That was me. Sorry I didn't follow this. Can you point me to the
problem?
The idea with redrawY is that when loading long pages we don't
keep redrawing the currently visible (top) part of the page while
adding text on the bottom.
Obviously this only works as long as the newly incoming HTML doesn't
affect the layout of the already drawn (top) part of the page.
Cheers,
Johannes
Post by Sebastian GeerkenHi Jorge,
  Today I saw commit 3626, and checked whether the pages I see to
produce redraw storms and CPU hogs were gone, and... no  :-P
  I got one of them and worked reducing it to try to produce a good
test case, that's the attachment. If you open it with embedded CSS
disabled, it's OK, then enable it and voila: redraw storm and CPU
hog.
  I hope this helps the cause. Please let me know whether you can
work on it, or give me some clues to try to start digging further.

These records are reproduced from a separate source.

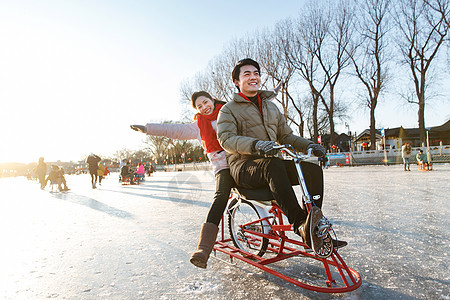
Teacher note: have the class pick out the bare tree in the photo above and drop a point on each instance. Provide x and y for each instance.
(423, 26)
(368, 54)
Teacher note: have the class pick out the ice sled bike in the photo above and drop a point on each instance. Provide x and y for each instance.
(257, 226)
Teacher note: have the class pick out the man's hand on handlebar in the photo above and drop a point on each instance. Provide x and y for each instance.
(317, 149)
(266, 148)
(139, 128)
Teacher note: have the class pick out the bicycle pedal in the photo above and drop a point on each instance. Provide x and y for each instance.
(323, 227)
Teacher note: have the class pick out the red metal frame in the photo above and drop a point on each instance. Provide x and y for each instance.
(349, 279)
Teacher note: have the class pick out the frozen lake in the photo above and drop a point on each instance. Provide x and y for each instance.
(134, 242)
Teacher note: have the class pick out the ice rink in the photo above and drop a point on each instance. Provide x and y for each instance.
(134, 242)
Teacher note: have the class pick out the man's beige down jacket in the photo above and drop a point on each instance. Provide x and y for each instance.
(240, 125)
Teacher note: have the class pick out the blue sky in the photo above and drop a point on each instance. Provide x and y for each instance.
(75, 74)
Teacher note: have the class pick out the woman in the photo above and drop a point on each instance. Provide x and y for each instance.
(204, 129)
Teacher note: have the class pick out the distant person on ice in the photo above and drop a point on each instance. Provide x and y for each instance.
(41, 171)
(93, 161)
(204, 129)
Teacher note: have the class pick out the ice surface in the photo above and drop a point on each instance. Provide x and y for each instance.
(134, 242)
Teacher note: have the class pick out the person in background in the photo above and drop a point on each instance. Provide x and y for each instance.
(126, 172)
(251, 154)
(106, 171)
(422, 159)
(93, 161)
(41, 171)
(406, 154)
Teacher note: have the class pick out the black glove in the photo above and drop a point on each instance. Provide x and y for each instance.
(266, 148)
(139, 128)
(317, 149)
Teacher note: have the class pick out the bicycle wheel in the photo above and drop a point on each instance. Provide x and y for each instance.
(243, 228)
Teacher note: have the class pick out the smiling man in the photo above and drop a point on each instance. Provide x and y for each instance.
(248, 128)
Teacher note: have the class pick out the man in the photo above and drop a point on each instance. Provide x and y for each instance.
(406, 154)
(251, 125)
(56, 175)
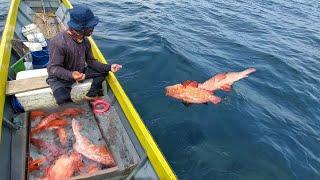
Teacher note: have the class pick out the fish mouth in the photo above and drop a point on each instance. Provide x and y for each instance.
(166, 91)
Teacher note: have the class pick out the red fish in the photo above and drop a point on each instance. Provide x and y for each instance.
(37, 113)
(51, 148)
(225, 80)
(53, 124)
(90, 168)
(194, 92)
(62, 134)
(72, 112)
(85, 147)
(188, 92)
(35, 164)
(64, 167)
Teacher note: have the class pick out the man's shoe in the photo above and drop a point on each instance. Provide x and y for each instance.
(88, 98)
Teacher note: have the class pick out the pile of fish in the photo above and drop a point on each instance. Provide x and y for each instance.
(199, 93)
(68, 154)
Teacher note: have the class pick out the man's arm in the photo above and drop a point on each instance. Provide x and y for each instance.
(56, 59)
(91, 62)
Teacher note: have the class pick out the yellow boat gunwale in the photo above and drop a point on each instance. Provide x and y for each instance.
(5, 53)
(152, 150)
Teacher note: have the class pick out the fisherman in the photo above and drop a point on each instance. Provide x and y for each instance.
(71, 59)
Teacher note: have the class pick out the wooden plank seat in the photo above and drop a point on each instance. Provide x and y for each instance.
(34, 93)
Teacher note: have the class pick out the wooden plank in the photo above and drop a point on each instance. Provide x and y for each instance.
(23, 85)
(110, 174)
(19, 150)
(117, 138)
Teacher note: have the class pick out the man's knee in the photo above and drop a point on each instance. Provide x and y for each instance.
(62, 95)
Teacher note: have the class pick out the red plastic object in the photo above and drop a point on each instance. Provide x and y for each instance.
(100, 106)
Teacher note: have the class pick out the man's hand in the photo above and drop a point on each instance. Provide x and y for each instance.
(77, 76)
(115, 67)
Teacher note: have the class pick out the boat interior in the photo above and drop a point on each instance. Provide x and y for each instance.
(110, 129)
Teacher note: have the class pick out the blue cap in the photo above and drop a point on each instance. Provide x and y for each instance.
(81, 17)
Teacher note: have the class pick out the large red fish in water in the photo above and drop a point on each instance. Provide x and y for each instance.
(188, 92)
(85, 147)
(194, 92)
(64, 167)
(225, 80)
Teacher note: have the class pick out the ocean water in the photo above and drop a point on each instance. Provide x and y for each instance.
(267, 127)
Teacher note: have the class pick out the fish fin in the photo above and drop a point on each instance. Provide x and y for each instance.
(190, 83)
(186, 103)
(215, 99)
(220, 76)
(226, 87)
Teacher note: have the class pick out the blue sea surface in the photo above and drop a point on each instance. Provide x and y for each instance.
(267, 127)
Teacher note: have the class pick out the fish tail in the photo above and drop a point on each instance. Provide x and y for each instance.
(215, 99)
(248, 71)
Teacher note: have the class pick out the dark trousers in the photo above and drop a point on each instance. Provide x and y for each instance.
(61, 88)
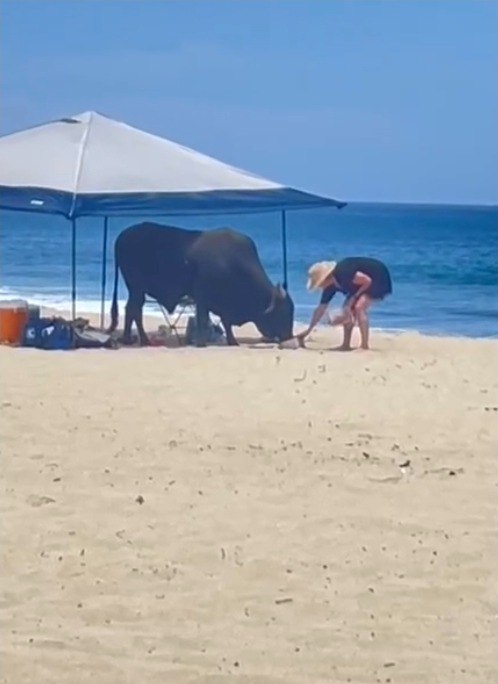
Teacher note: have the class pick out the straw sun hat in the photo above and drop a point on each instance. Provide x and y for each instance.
(318, 273)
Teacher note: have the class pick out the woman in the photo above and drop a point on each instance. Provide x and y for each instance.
(363, 280)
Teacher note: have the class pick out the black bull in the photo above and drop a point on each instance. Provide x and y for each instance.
(219, 269)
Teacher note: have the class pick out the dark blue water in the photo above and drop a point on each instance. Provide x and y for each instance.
(443, 259)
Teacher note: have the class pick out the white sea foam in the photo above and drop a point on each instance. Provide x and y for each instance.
(62, 303)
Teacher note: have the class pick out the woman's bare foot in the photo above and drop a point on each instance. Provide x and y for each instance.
(342, 347)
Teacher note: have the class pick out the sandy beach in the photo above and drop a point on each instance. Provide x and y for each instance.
(251, 514)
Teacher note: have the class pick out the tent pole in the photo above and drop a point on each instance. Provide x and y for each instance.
(104, 271)
(284, 248)
(73, 268)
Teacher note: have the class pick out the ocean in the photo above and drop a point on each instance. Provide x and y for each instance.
(443, 259)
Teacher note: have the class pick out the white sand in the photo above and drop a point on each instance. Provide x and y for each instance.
(279, 540)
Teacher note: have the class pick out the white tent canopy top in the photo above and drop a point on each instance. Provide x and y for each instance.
(89, 165)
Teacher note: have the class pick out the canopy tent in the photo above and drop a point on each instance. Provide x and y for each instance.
(91, 165)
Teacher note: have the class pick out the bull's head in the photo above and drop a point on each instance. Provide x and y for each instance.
(277, 320)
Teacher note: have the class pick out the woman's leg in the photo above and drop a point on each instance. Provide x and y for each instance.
(360, 313)
(347, 327)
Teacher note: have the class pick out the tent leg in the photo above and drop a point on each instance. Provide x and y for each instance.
(104, 271)
(284, 249)
(73, 268)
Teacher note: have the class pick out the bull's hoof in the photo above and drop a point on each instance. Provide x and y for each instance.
(125, 341)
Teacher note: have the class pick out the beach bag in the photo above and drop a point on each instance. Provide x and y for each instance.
(57, 335)
(215, 333)
(90, 338)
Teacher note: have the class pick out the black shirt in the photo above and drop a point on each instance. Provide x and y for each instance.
(346, 270)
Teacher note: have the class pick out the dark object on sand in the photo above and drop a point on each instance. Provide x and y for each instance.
(219, 269)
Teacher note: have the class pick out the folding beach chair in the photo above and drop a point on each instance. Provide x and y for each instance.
(177, 321)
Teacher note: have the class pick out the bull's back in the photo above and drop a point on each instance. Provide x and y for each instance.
(151, 258)
(229, 274)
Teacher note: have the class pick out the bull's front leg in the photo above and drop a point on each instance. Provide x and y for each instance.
(202, 323)
(231, 341)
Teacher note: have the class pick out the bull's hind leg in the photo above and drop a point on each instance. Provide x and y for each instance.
(202, 323)
(133, 313)
(144, 340)
(231, 341)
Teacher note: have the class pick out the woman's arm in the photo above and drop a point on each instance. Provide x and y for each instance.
(316, 316)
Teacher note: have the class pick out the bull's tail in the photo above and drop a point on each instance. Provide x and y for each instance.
(114, 307)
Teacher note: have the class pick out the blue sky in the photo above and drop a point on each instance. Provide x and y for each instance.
(360, 100)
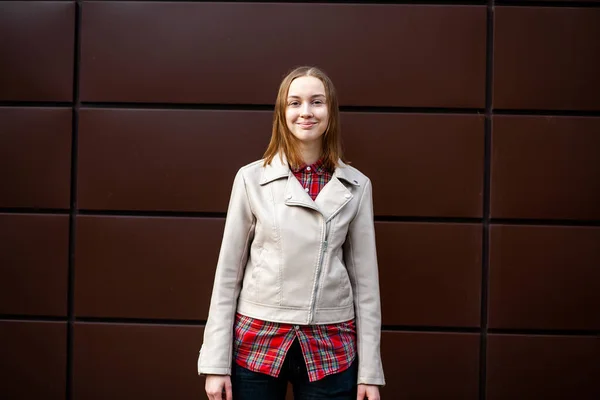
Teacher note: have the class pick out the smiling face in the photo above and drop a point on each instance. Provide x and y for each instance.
(306, 112)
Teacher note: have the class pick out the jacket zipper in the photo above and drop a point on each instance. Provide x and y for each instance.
(324, 244)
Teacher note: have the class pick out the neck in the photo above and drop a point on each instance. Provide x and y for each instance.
(311, 152)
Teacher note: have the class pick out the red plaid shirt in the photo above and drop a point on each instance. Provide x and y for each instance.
(261, 346)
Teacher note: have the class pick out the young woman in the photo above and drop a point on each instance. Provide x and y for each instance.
(296, 291)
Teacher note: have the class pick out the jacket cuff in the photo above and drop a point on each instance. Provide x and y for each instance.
(213, 371)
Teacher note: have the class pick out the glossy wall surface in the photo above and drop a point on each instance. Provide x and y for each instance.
(122, 124)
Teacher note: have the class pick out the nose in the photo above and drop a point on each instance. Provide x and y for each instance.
(305, 111)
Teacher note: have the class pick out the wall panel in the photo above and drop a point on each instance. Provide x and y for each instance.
(430, 273)
(539, 367)
(35, 157)
(37, 50)
(237, 53)
(430, 365)
(34, 251)
(34, 360)
(545, 167)
(544, 277)
(176, 160)
(142, 267)
(420, 164)
(132, 361)
(544, 58)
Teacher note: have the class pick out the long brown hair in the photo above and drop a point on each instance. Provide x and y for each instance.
(284, 142)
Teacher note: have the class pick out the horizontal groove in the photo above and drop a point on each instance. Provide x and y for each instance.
(270, 107)
(542, 3)
(547, 113)
(33, 210)
(513, 3)
(36, 104)
(544, 222)
(388, 328)
(447, 220)
(141, 321)
(546, 332)
(168, 214)
(31, 318)
(374, 2)
(412, 110)
(175, 106)
(378, 218)
(428, 329)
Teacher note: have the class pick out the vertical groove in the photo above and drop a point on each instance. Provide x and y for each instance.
(73, 203)
(485, 272)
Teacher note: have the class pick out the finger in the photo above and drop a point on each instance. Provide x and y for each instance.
(360, 392)
(373, 394)
(228, 392)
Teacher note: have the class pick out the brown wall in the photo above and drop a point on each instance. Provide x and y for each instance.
(122, 124)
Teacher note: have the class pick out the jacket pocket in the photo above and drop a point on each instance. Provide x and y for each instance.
(337, 291)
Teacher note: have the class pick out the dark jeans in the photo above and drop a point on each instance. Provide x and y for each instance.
(249, 385)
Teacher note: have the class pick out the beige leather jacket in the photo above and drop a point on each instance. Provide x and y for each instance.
(286, 258)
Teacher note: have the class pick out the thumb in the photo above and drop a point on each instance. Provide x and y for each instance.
(360, 392)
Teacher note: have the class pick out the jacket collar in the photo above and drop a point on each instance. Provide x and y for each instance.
(279, 168)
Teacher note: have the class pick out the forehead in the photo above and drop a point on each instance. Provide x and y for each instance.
(306, 86)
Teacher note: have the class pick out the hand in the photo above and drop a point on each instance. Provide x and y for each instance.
(370, 392)
(216, 384)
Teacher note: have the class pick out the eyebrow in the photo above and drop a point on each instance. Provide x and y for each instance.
(312, 97)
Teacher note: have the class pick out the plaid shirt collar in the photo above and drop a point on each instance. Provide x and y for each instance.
(318, 167)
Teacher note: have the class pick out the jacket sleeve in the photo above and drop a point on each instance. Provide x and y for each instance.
(216, 351)
(360, 255)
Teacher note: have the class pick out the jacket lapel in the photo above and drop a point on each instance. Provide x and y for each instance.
(332, 198)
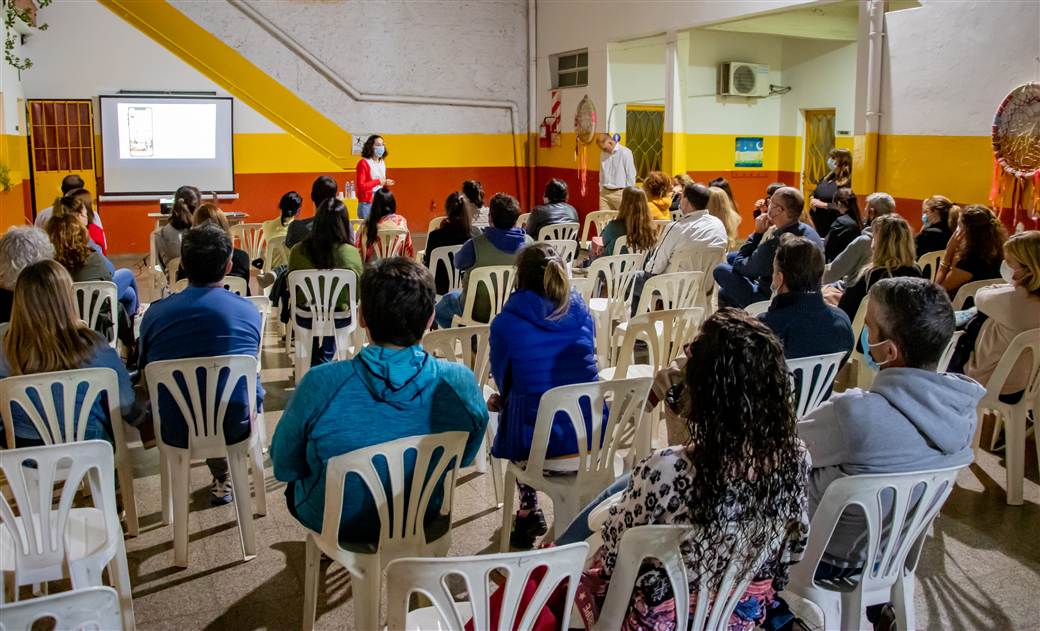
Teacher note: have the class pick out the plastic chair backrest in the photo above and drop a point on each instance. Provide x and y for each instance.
(497, 282)
(599, 218)
(92, 296)
(814, 376)
(599, 442)
(713, 606)
(899, 508)
(320, 288)
(466, 345)
(665, 333)
(968, 290)
(250, 238)
(567, 231)
(204, 417)
(236, 285)
(444, 258)
(56, 417)
(677, 290)
(400, 525)
(929, 264)
(567, 248)
(391, 243)
(431, 577)
(39, 536)
(85, 609)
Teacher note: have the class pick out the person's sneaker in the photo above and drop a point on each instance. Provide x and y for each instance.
(266, 280)
(526, 529)
(221, 493)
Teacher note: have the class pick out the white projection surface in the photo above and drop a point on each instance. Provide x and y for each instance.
(154, 145)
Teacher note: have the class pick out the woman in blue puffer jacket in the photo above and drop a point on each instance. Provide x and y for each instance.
(544, 338)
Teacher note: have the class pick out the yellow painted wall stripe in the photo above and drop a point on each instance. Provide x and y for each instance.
(225, 66)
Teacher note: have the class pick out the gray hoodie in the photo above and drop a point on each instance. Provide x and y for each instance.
(910, 420)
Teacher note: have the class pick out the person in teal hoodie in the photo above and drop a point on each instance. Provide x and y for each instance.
(392, 389)
(544, 338)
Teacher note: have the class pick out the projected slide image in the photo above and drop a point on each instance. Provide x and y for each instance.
(166, 131)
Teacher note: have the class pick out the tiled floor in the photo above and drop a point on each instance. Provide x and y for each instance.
(981, 569)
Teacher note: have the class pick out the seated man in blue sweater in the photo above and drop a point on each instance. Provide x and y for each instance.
(745, 277)
(202, 321)
(392, 389)
(798, 315)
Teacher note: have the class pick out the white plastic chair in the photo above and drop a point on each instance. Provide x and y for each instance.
(443, 258)
(92, 297)
(929, 264)
(814, 376)
(567, 231)
(599, 218)
(401, 526)
(19, 392)
(236, 285)
(392, 241)
(661, 543)
(758, 308)
(598, 461)
(320, 288)
(250, 238)
(1012, 417)
(968, 290)
(80, 610)
(204, 427)
(901, 503)
(431, 577)
(496, 282)
(39, 545)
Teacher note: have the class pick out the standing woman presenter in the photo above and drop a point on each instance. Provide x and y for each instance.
(371, 173)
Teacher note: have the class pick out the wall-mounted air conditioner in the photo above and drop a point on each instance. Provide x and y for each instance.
(741, 79)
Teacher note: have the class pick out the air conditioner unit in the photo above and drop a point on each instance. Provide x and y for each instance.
(741, 79)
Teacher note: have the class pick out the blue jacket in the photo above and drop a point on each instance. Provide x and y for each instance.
(530, 355)
(808, 326)
(379, 396)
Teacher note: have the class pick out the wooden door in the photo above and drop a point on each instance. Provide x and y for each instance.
(60, 143)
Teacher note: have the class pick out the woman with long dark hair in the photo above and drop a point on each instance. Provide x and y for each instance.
(384, 214)
(741, 478)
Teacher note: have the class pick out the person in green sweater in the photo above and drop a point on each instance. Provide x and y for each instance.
(392, 389)
(328, 246)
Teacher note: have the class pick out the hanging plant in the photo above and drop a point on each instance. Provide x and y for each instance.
(11, 12)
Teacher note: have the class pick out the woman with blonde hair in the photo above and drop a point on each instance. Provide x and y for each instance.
(1009, 310)
(46, 335)
(892, 255)
(721, 207)
(656, 185)
(633, 222)
(543, 338)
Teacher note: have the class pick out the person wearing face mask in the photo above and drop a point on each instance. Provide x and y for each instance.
(822, 207)
(1007, 311)
(911, 419)
(371, 173)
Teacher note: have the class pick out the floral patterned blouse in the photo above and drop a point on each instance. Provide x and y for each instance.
(660, 488)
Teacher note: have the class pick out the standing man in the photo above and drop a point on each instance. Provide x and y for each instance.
(617, 169)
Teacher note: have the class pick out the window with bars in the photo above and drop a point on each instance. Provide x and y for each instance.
(570, 70)
(62, 135)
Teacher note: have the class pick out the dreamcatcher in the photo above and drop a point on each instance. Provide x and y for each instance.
(585, 133)
(1016, 154)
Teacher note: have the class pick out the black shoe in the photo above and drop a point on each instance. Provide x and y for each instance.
(526, 529)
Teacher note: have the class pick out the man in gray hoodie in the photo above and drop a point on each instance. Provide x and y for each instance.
(912, 418)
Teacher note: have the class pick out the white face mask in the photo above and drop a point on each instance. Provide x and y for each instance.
(1007, 272)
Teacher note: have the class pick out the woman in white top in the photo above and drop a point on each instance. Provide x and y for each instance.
(370, 174)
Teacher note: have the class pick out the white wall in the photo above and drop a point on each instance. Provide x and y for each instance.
(949, 64)
(112, 56)
(452, 49)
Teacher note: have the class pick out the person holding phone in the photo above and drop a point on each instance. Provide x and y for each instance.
(371, 173)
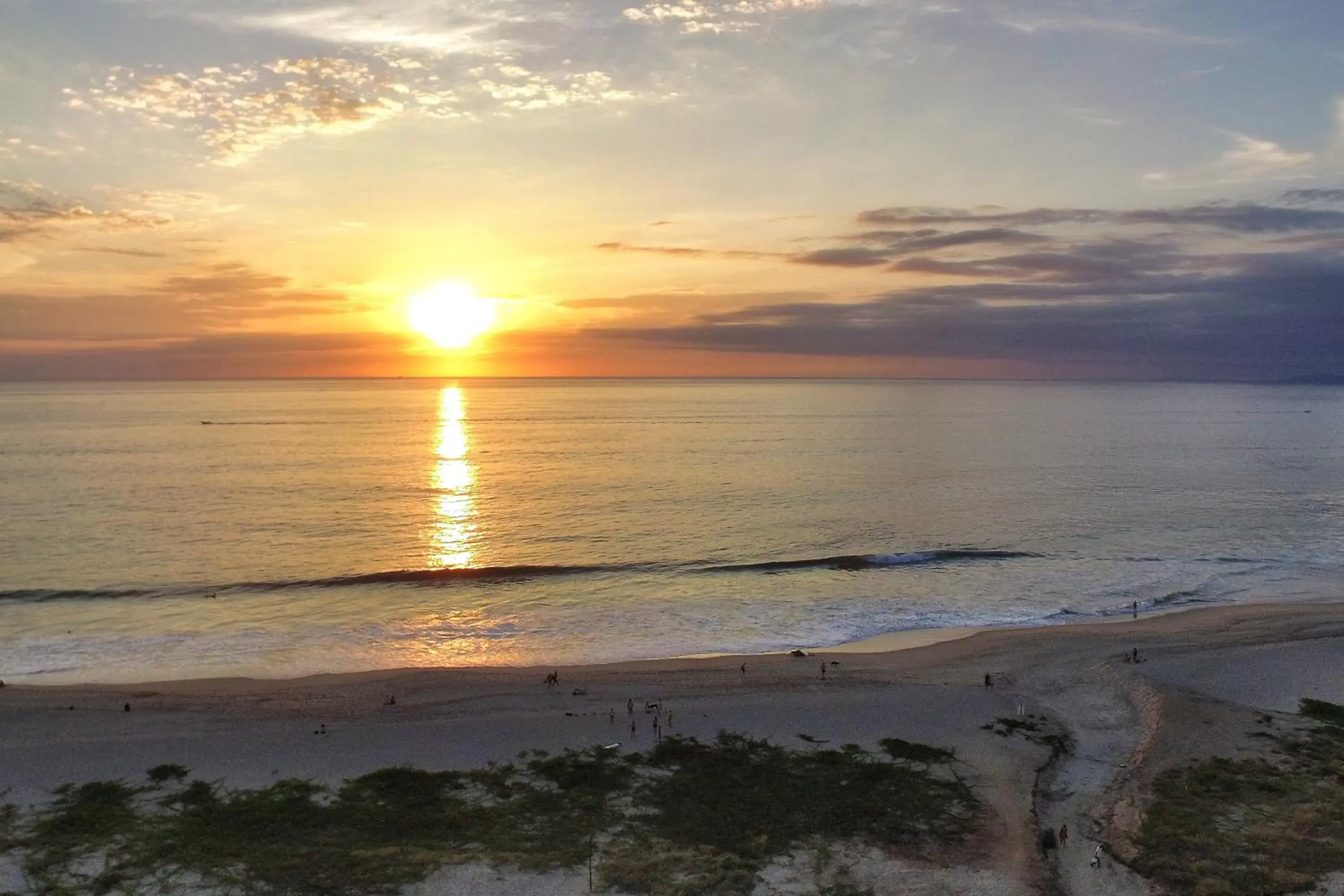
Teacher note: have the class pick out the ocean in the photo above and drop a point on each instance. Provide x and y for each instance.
(283, 528)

Yes, I can reproduce the problem. Thanks for the test.
This change (revision 3626) was for the opposite problem: in some
cases, there is no redraw. It seems that I'll have to care about the
TODO of the commit message soon: "Cleanup and document lastWordDrawn
and redrawY!".
I'll work on this soon, after an issue I'll hope to finish today.
I'm now working on this, and have already found out that this is not a
redrawing problem: the only change in 3626 is that the CPU load is
shifted from dillo to Xorg. (It seems that more redrawing is done, but
this is rather a symptom of another problem, probably with resizing.)
I noted this several times, so please observe CPU load (e. g. with
top(1)): if it stays high, even if dillo is responsive this is a
problem you should send to the list.
Sebastian
PS: Cleaning up lastWordDrawn/redrawY is still an issue, but with
lower priority. Who did actually implement this?